SYSTEME NEUROSENSORIEL ET PSYCHIATRIE
Tissus Nerveux. Principales lésions en pathologie neurologique
L'anatomie pathologie en général est le fait d'étudier les lésions occasionnées par toute maladie au niveau des
organes, des tissus et des cellules. Pour cela on va avoir besoin dans certains cas d'un examen macroscopique
(ce qui se voit à l’œil nu, par exemple pour les malformations cérébrales du nouveau-né, on les voit très bien
après avoir ouvert, dans ces cas-là l'histologie apporte peu), et d'un examen histologique, qui lui requiert un
microscope.
Le but de l'anatomie pathologie est d'établir des diagnostics lésionnels (ex :observations des lésions) et
d'établir des diagnostics étiologiques.
Elle cherche également à établir des facteurs pronostics (notamment dans le cadre des pathologies tumorales
(en fonction du type, du grade), inflammatoires et dégénératives).

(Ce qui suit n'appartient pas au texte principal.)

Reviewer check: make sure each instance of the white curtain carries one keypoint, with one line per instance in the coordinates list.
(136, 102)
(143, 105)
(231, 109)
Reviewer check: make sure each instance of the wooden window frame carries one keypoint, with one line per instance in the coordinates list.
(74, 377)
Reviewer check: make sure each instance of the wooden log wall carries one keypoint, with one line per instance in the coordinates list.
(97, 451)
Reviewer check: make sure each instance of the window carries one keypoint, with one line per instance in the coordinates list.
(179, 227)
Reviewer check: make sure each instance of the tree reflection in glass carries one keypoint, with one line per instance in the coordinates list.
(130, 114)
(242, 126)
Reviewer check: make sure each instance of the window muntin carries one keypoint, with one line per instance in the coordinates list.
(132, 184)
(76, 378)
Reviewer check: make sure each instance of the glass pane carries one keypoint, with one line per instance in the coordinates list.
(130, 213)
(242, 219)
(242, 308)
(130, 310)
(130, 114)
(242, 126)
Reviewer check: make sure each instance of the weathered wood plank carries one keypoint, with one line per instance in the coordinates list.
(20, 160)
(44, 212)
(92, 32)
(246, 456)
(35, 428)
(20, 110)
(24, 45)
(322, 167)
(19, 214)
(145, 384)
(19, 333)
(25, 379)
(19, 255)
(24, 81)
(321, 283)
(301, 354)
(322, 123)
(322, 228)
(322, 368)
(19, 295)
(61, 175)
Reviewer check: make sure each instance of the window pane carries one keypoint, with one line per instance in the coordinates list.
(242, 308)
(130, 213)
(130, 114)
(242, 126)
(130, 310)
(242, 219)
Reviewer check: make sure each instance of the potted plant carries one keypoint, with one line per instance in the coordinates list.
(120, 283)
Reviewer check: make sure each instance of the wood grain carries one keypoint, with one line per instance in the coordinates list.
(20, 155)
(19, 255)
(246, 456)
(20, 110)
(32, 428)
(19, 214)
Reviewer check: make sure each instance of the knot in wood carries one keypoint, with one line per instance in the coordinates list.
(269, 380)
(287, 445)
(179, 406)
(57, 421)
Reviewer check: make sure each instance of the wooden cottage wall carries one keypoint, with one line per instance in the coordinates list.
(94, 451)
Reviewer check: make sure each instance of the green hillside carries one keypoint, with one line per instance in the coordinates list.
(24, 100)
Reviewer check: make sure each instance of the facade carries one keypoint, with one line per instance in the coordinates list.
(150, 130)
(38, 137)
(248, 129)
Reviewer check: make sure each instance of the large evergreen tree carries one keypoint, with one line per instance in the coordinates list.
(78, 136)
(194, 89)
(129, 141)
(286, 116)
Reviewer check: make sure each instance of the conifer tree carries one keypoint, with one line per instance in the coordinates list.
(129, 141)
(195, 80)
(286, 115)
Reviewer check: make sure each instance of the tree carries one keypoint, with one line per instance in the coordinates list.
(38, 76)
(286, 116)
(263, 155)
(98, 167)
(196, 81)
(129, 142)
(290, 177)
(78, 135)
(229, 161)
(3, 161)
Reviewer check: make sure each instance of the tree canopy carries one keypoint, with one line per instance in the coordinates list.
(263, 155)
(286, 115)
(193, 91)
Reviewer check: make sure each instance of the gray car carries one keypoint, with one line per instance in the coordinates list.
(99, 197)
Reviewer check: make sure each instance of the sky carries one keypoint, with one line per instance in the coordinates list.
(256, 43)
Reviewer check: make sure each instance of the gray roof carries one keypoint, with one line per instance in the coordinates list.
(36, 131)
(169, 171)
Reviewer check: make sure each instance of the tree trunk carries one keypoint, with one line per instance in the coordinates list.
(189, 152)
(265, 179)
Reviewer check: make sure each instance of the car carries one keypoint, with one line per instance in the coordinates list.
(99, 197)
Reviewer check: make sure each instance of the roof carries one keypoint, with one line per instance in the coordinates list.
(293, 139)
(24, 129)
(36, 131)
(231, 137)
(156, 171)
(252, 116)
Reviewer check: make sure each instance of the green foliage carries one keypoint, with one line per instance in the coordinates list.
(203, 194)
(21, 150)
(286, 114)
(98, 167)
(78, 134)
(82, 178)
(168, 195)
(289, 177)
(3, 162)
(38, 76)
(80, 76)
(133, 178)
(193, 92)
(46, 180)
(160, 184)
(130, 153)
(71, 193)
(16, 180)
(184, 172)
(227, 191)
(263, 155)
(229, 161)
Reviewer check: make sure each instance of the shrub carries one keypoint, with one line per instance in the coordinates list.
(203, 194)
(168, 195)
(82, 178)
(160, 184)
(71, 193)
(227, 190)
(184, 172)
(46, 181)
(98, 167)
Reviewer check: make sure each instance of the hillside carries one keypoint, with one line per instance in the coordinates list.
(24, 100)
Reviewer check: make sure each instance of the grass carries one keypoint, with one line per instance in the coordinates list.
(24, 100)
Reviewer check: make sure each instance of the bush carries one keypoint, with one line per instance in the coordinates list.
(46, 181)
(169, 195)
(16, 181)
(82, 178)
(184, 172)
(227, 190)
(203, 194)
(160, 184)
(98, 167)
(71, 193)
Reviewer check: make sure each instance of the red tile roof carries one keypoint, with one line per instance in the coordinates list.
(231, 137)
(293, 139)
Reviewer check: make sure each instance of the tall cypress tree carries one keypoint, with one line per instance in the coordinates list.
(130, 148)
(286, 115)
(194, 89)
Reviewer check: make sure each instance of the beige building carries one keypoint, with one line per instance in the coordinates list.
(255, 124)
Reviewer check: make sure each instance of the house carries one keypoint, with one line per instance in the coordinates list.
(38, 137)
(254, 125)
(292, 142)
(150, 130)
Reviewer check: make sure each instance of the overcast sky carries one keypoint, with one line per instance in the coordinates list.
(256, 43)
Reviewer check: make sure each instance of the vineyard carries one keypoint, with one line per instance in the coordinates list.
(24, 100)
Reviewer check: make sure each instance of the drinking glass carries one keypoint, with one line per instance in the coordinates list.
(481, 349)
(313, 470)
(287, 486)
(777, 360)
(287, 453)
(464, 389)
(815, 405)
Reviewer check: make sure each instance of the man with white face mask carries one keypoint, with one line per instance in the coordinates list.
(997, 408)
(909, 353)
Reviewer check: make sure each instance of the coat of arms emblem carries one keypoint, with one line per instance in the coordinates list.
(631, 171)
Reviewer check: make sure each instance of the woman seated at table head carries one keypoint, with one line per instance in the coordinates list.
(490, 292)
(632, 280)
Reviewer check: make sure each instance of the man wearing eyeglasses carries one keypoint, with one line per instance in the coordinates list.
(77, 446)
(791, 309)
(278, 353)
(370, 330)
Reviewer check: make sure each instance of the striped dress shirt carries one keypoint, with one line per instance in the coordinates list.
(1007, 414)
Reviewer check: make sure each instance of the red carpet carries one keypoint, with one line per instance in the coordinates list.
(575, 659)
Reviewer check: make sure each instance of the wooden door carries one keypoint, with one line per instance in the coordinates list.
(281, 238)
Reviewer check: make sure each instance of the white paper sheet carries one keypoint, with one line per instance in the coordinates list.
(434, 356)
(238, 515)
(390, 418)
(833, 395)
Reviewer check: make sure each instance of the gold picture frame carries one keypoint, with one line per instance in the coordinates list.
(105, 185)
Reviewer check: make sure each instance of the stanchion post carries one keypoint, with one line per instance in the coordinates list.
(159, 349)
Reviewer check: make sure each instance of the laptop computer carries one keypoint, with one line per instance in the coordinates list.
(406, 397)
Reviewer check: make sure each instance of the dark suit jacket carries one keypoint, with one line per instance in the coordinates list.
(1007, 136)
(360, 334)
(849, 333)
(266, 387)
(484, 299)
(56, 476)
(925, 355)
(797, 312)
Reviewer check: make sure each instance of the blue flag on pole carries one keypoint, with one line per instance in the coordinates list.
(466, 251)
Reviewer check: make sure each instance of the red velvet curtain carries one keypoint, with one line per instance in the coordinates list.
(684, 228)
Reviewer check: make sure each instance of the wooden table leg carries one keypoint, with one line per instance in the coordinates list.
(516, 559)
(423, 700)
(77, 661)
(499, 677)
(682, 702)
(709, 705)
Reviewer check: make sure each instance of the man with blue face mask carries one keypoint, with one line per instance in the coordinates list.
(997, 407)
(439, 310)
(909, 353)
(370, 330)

Enfin, on peut être amené à apprécier des réponses thérapeutiques (ex : le médulloblastome, tumeur très
maligne de l'enfant, qui se développe au niveau du cervelet et diffuse par le LCR, on peut donc suivre ce LCR à
la recherche de cellules tumorales pour étudier la persistance de la tumeur, après une exérèse).
Le diagnostic anatomopathologique intègre les données de la clinique et des examens complémentaires.
Il est indispensable pour un pathologiste d'avoir des renseignements cliniques et para-cliniques et de garder en
tête la notion d'évolutivité de la lésion.
Par exemple les glioblastomes (forme la plus maligne de la tumeur cérébrale primitive) sont des tumeurs qui
évoluent très rapidement, le délai entre le début des signes et le moment où on l'observe à l'imagerie est très
court (moins de trois mois). Si par contre on vous dit « ce patient de quinze ans fait des crises d'épilepsie depuis
qu'il en a 5 », on est assez sûr que la lésion que l'on va observer n'est pas quelque chose d'évolutivement très
agressif. La notion d'évolutivité de la lésion est donc très importante.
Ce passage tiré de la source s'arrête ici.